Sat, Oct 27, 2012, 01:00

   

So Christie stepped in and did it himself. He rounded up the makings of an under-nine team and started coaching them. Bit by bit and year by year, they kept improving. For the next dozen or so years, he stayed with them.

They lost back-to-back minor finals in the middle of the last decade but turned it around to win under-21 county championships in 2007 and 2008.

“That team is the back-bone of the senior team now,” says O’Donoghue. “That was all down to Paddy.”

Along the way, they got the rest of their house in order. From under-nine all the way up, they have two teams for each age group now. And they have the facilities to go with them, although that wasn’t entirely straight-forward either.

“We got an all-weather pitch built back around 10, 11 years ago,” says O’Donoghue. “And sure it was the biggest con-job of all time. We lied to everybody. Everybody. We had €16,000 starting off for a €1.1m project. But we needed the facilities and the logic we went with at the time was, ‘Well, if the turf is down and the lights are up, they’re not going to come and take them away.’

“We put fierce pressure on Fianna Fáil at the time. We let it be known that Val Andrews was prepared to stand in the next general election.

“We’re in a three-seater constituency and Fianna Fáil had two of them, Pat Carey and Noel Ahern. So we said, ‘Look, Val will gather votes in Ballymun, in Finglas, in Glasnevin, all around the place. He’s in football all his life, he’s lecturing in the area too. He’d be a big threat.’

“We eventually got three or four hundred thousand of a grant from the National Lottery.”

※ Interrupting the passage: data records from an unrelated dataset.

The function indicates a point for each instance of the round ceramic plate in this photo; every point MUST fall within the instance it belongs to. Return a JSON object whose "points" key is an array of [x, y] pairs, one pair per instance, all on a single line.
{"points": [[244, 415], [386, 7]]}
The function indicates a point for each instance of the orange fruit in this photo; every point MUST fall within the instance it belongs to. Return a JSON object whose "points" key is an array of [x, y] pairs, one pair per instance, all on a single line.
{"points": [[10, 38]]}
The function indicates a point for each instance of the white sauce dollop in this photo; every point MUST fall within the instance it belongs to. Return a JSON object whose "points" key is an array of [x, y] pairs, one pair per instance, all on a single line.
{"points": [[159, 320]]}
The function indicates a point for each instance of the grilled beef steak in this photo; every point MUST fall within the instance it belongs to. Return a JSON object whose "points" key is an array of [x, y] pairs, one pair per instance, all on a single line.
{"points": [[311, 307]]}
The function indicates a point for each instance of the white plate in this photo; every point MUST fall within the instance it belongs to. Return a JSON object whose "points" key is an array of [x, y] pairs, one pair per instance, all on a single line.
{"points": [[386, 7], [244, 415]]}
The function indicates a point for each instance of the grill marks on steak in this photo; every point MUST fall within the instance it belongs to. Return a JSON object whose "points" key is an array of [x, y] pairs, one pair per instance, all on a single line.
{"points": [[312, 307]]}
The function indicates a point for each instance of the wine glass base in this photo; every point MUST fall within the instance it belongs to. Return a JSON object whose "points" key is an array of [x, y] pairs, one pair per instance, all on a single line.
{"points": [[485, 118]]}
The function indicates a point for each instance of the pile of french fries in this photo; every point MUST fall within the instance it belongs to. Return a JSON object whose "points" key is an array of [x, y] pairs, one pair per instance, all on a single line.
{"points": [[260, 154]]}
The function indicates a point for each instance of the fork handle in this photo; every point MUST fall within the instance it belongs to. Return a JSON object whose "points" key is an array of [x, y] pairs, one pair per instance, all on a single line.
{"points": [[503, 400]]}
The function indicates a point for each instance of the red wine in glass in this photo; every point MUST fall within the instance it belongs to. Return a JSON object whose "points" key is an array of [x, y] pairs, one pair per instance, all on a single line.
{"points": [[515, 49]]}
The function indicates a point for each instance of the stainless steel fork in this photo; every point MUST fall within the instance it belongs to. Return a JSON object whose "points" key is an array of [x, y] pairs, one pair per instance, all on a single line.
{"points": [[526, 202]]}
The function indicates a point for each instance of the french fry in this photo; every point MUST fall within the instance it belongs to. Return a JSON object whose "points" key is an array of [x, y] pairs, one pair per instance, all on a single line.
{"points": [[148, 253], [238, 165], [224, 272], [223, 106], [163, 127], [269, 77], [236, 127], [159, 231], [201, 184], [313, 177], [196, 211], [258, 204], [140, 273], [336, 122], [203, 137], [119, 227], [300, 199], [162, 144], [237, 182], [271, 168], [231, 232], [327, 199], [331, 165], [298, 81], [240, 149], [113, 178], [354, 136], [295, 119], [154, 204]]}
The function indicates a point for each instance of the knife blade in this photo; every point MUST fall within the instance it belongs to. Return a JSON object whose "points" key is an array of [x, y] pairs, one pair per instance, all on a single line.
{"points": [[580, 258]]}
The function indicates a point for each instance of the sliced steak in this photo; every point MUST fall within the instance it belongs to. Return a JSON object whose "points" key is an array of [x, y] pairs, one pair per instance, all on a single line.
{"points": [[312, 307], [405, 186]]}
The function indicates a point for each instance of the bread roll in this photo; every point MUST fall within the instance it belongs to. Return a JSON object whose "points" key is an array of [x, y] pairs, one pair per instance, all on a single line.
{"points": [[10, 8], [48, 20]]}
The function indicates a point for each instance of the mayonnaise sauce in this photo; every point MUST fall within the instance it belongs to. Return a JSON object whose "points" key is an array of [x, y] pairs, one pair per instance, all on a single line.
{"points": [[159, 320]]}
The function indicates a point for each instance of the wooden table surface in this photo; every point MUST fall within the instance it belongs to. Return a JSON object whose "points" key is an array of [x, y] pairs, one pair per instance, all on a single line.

You do what you can, you build and you work and you hope. Ballymun Kickhams have made it back to their first county final in 23 years and on Monday night in Parnell Park, they’ll drink in every minute. They know better than anybody that next year could be a long time coming.

“It’s a great way for the club to come back together again,” says Andrews.

“You know the way it is when you’re young – you don’t appreciate what you have. And I’d say that’s the way we were in the ’80s, we probably just didn’t appreciate how good we had it.

“We thought we’d always be at the top, that we’d always be the kingpins and up there along with the likes of Vincents all the time. It’s coming again and the structures are good this time.”